The butterfly shaped nebula NGC 2346 started as two neighboring stars, each about twice as massive as the sun. Now, scientists have predicted how it will evolve over the next several millennia.
Using the Gemini Observatory 8-meter telescope in Chile, scientists from the National Optical Astronomy Observatory have captured the highest resolution image ever obtained of the so-called bipolar planetary nebula. No other telescope on the ground or in space -- not even the Hubble Space Telescope -- has been about to get such a clear picture of the gaseous nebula floating 2,300 light years away from our sun.

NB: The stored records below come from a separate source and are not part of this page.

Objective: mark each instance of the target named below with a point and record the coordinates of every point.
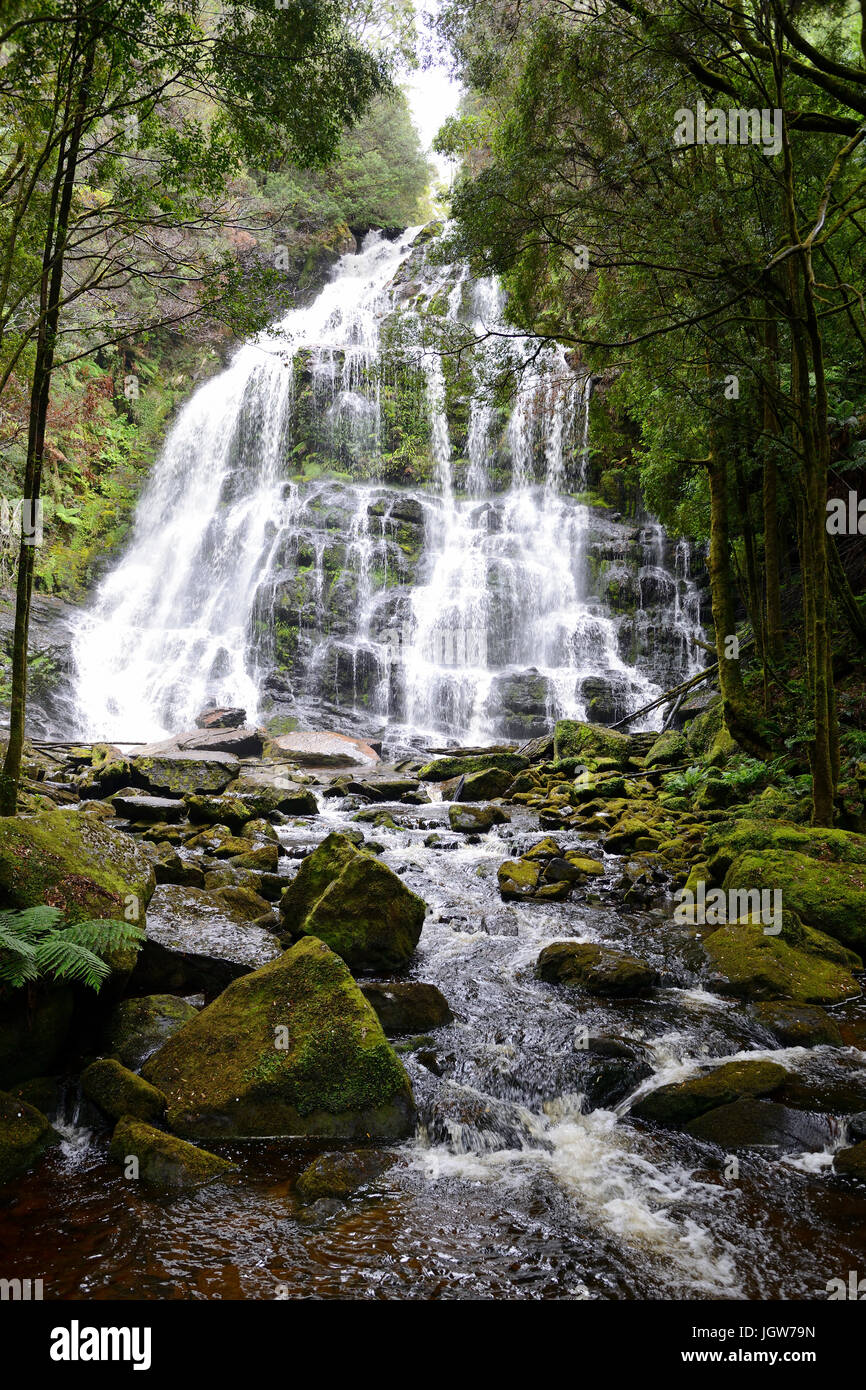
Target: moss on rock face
(139, 1027)
(759, 966)
(826, 894)
(24, 1136)
(164, 1161)
(685, 1100)
(356, 904)
(595, 968)
(572, 738)
(445, 767)
(118, 1091)
(291, 1050)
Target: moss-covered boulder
(163, 1161)
(339, 1175)
(24, 1136)
(289, 1050)
(118, 1091)
(685, 1100)
(798, 1025)
(357, 905)
(573, 738)
(597, 969)
(476, 819)
(826, 894)
(407, 1005)
(669, 748)
(442, 769)
(797, 963)
(138, 1027)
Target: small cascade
(373, 519)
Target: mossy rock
(407, 1005)
(339, 1175)
(139, 1027)
(356, 904)
(164, 1161)
(217, 811)
(291, 1050)
(731, 1082)
(826, 894)
(476, 819)
(445, 767)
(798, 1025)
(168, 773)
(758, 966)
(573, 738)
(118, 1091)
(24, 1136)
(81, 866)
(597, 969)
(669, 748)
(491, 781)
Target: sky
(433, 95)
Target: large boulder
(138, 1027)
(118, 1091)
(407, 1005)
(24, 1136)
(684, 1101)
(356, 904)
(798, 963)
(163, 1161)
(291, 1050)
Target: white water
(501, 587)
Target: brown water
(512, 1187)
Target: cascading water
(369, 520)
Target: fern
(35, 944)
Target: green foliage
(35, 945)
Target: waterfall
(373, 520)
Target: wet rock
(356, 904)
(152, 809)
(476, 819)
(731, 1082)
(321, 749)
(341, 1175)
(185, 773)
(164, 1161)
(597, 969)
(232, 1073)
(118, 1091)
(749, 1123)
(217, 811)
(24, 1137)
(787, 966)
(196, 941)
(798, 1025)
(851, 1162)
(139, 1027)
(216, 717)
(407, 1005)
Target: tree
(123, 123)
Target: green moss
(225, 1075)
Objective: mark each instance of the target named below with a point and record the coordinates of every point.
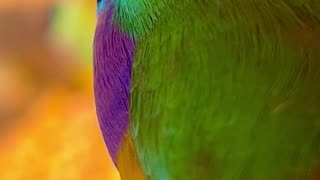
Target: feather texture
(224, 89)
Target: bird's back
(224, 89)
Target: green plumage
(220, 91)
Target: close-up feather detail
(210, 89)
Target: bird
(209, 89)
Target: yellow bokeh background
(48, 125)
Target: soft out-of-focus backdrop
(48, 127)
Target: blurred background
(48, 126)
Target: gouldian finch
(209, 89)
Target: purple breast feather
(113, 57)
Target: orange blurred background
(48, 126)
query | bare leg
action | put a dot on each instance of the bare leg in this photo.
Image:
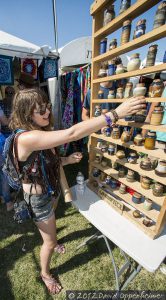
(47, 230)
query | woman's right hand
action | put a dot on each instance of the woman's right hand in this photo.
(131, 106)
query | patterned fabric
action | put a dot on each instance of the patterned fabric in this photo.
(50, 68)
(6, 70)
(30, 66)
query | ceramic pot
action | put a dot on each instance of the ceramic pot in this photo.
(160, 16)
(150, 140)
(146, 164)
(161, 168)
(120, 154)
(151, 56)
(103, 46)
(137, 198)
(139, 90)
(111, 94)
(109, 15)
(119, 69)
(138, 140)
(122, 188)
(145, 182)
(125, 4)
(158, 189)
(140, 28)
(111, 149)
(157, 116)
(147, 204)
(128, 90)
(156, 88)
(134, 62)
(126, 30)
(130, 176)
(132, 158)
(115, 134)
(113, 44)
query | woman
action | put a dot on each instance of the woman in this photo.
(32, 112)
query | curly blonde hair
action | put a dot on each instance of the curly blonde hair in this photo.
(24, 104)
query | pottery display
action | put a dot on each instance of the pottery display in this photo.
(119, 69)
(138, 140)
(157, 115)
(119, 93)
(147, 204)
(125, 4)
(111, 149)
(103, 46)
(158, 189)
(120, 154)
(161, 168)
(113, 44)
(156, 88)
(130, 176)
(126, 30)
(111, 94)
(122, 188)
(150, 140)
(134, 62)
(151, 56)
(139, 90)
(136, 198)
(115, 134)
(146, 164)
(125, 136)
(132, 158)
(140, 28)
(145, 182)
(109, 15)
(160, 17)
(128, 90)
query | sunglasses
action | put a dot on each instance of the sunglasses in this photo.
(43, 108)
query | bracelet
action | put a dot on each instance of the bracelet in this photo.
(116, 117)
(108, 120)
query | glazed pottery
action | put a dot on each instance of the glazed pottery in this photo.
(134, 62)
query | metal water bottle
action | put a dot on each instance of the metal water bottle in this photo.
(80, 182)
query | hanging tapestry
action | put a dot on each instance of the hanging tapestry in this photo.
(29, 65)
(50, 68)
(6, 70)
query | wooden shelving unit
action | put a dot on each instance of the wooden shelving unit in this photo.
(158, 212)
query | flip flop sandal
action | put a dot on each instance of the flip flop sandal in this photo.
(52, 285)
(60, 248)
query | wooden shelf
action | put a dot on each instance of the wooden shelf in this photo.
(149, 100)
(161, 128)
(143, 40)
(152, 214)
(135, 167)
(134, 185)
(153, 69)
(131, 13)
(158, 153)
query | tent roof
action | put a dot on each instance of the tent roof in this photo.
(77, 52)
(14, 46)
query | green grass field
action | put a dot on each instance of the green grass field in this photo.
(89, 268)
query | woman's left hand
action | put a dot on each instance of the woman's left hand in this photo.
(74, 158)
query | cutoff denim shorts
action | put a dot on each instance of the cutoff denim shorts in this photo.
(42, 206)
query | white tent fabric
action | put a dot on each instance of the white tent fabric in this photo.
(11, 45)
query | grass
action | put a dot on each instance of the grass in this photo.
(89, 268)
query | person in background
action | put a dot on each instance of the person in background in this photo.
(4, 187)
(32, 112)
(105, 87)
(6, 106)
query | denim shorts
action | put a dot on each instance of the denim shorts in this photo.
(42, 206)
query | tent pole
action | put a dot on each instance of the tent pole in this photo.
(55, 25)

The image (above) shows a knotted, streaky swath of hydrogen gas as big as our solar system. The authors of a forthcoming study in the Astrophysical Journal believe the patten is the result of a hot bubble of gas around the central star breaking out and shattering the shell of surrounding gas. They liken it to the way oil spreads and beads in a glass of water.
The authors created a computer model of how the gasses are expected to interact over the next 9,000 years. Lead author Arturo Manchado explained that the animation (below) shows an initial toroid, or donut-shaped, mass of cool hydrogen gas (represented in blue) that expands from the central line. "Once the swept-up shell is highly fragmented, the toroid is no longer visible and only the large clumps will be seen."